Figure 6.. Projection of HCC1395 and HCC1395BL ATAC peaks across 23 tumor tissues from TCGA.

(a)Overlap of HCC1395 cell line ATAC peaks with the ATAC peaks from 23 different tumor tissues across The Cancer Genome Atlas (TCGA). The majority of HCC1395 CpG islands (CGIs) ATAC peaks (left panel) have detected open chromatin in other tissue types. HCC1395 nonCGI ATAC peaks (right panel) are detected at low levels in other tissue types. X axis indicates the percentage of overlap of HCC1395 ATAC peaks with ATAC peaks from different tumor tissues. (b) Same as in a, but for HCC1395BL cell line. (c) Schematic representation to show the influence of genomic CG density on epigenetic features (ATAC peaks and DNA methylation) and gene expression.

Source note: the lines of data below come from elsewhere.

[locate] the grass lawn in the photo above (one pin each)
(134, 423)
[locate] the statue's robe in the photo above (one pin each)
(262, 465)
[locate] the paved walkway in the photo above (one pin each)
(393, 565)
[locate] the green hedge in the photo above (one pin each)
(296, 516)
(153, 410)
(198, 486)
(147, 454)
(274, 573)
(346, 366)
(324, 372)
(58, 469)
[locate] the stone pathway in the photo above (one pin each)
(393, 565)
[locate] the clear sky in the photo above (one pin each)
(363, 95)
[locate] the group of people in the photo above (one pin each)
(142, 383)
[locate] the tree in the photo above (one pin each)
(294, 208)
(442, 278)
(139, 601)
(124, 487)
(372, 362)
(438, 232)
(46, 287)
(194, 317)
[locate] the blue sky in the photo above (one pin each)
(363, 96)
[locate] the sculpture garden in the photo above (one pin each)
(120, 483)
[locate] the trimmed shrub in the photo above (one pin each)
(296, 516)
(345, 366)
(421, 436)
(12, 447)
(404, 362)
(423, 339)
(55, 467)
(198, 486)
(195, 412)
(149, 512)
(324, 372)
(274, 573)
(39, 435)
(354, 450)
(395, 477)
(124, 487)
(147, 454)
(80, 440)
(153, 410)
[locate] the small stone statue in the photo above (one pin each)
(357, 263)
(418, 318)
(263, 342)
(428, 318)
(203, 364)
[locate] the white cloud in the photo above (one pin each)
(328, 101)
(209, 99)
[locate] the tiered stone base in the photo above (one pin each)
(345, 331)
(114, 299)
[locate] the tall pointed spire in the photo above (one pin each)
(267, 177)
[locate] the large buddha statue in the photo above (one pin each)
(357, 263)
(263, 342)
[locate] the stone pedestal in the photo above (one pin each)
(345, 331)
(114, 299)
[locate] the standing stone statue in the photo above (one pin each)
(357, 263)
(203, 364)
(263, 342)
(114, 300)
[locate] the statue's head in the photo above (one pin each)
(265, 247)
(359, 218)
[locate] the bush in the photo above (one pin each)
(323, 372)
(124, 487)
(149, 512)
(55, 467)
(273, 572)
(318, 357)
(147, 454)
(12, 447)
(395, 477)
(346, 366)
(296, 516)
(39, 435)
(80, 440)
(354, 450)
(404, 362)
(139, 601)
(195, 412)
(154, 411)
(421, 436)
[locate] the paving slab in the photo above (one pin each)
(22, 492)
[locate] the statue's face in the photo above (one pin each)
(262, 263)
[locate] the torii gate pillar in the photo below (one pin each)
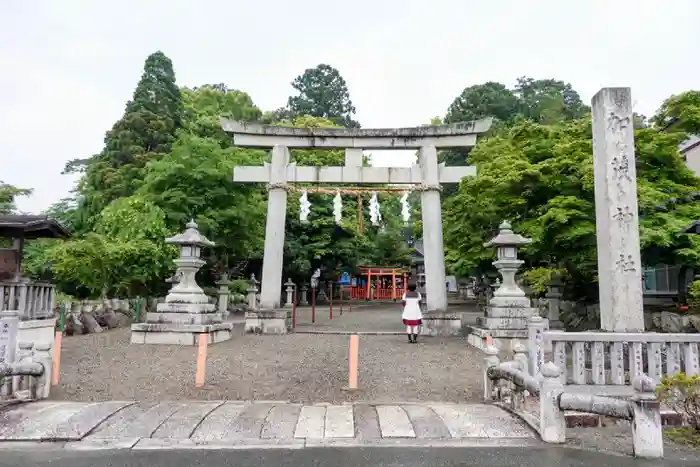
(427, 176)
(431, 212)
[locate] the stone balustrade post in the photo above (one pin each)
(552, 419)
(303, 300)
(9, 330)
(224, 292)
(42, 355)
(492, 361)
(647, 434)
(536, 326)
(520, 356)
(24, 355)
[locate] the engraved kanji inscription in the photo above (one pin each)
(617, 123)
(623, 215)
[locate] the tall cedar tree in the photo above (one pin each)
(323, 93)
(145, 133)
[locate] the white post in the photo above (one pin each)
(491, 361)
(252, 293)
(535, 343)
(303, 301)
(9, 329)
(617, 222)
(42, 354)
(274, 230)
(289, 303)
(552, 419)
(431, 212)
(223, 293)
(520, 356)
(647, 435)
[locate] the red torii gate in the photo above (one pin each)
(359, 292)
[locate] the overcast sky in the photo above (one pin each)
(67, 67)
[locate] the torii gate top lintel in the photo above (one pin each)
(462, 134)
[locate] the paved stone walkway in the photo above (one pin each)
(234, 424)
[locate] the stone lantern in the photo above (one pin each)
(507, 263)
(508, 310)
(186, 315)
(188, 264)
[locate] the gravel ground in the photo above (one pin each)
(363, 318)
(303, 368)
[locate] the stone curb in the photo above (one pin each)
(154, 444)
(360, 333)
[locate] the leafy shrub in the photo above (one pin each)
(239, 286)
(694, 295)
(682, 394)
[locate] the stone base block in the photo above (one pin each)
(505, 323)
(509, 301)
(268, 321)
(180, 307)
(182, 334)
(442, 324)
(504, 339)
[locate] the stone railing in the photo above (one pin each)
(510, 386)
(33, 300)
(612, 359)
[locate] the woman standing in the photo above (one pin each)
(412, 316)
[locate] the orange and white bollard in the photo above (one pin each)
(56, 365)
(353, 361)
(201, 360)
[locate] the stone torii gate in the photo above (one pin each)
(427, 176)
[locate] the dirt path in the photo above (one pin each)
(294, 367)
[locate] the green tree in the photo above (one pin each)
(323, 93)
(490, 99)
(8, 195)
(194, 180)
(145, 133)
(126, 255)
(540, 177)
(548, 100)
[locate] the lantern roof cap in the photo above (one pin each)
(190, 236)
(506, 237)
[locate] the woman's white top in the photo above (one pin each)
(411, 309)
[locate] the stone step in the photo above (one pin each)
(183, 424)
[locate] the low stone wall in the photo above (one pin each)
(93, 316)
(37, 331)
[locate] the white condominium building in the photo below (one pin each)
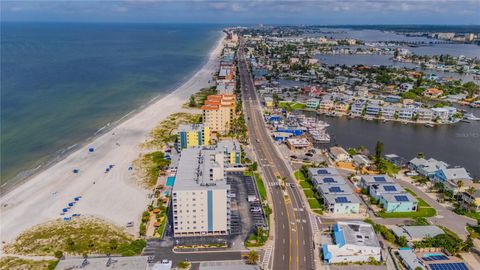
(200, 196)
(218, 112)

Figure 7.. Proteomics map of HCC1395 and HCC1305BL cell lines.

(a) A UCSC genome browser view (reverse strand) showing peptides identified by MS/MS spectra that mapped to two UniProt isoforms of PFN2 (P35080–1 and P35080–2). These isoforms share exons 1 and 2 but have different third exons resulting from alternative splicing. Peptides common to both isoforms are colored magenta. Peptides unique to P35080–1 and P35080–2 are colored blue and red respectively. Peptides overlapping in each transcript are summed up to quantify protein expression levels. (b) Bar plots show individual protein expression levels of each spliced isoform across three replicates for both HCC1395 and HCC1305BL cells lines. (c) Number of peptide isoforms detected per gene. The majority (98.5%) of genes have only one detected peptide. (d–e) Correlation of gene expression and protein expression levels. Gene expression and protein levels are positively correlated in HCC1395 (R=0.477) and HCC1395BL (R=0.474). (f–g) Average protein expression levels of genes grouped based on overlap with CpG islands (CGI) in their promoters. Genes overlapping CGI have significantly higher protein expression levels in HCC1395 (F) and HCC1395BL (G). P-value was calculated using a t-test.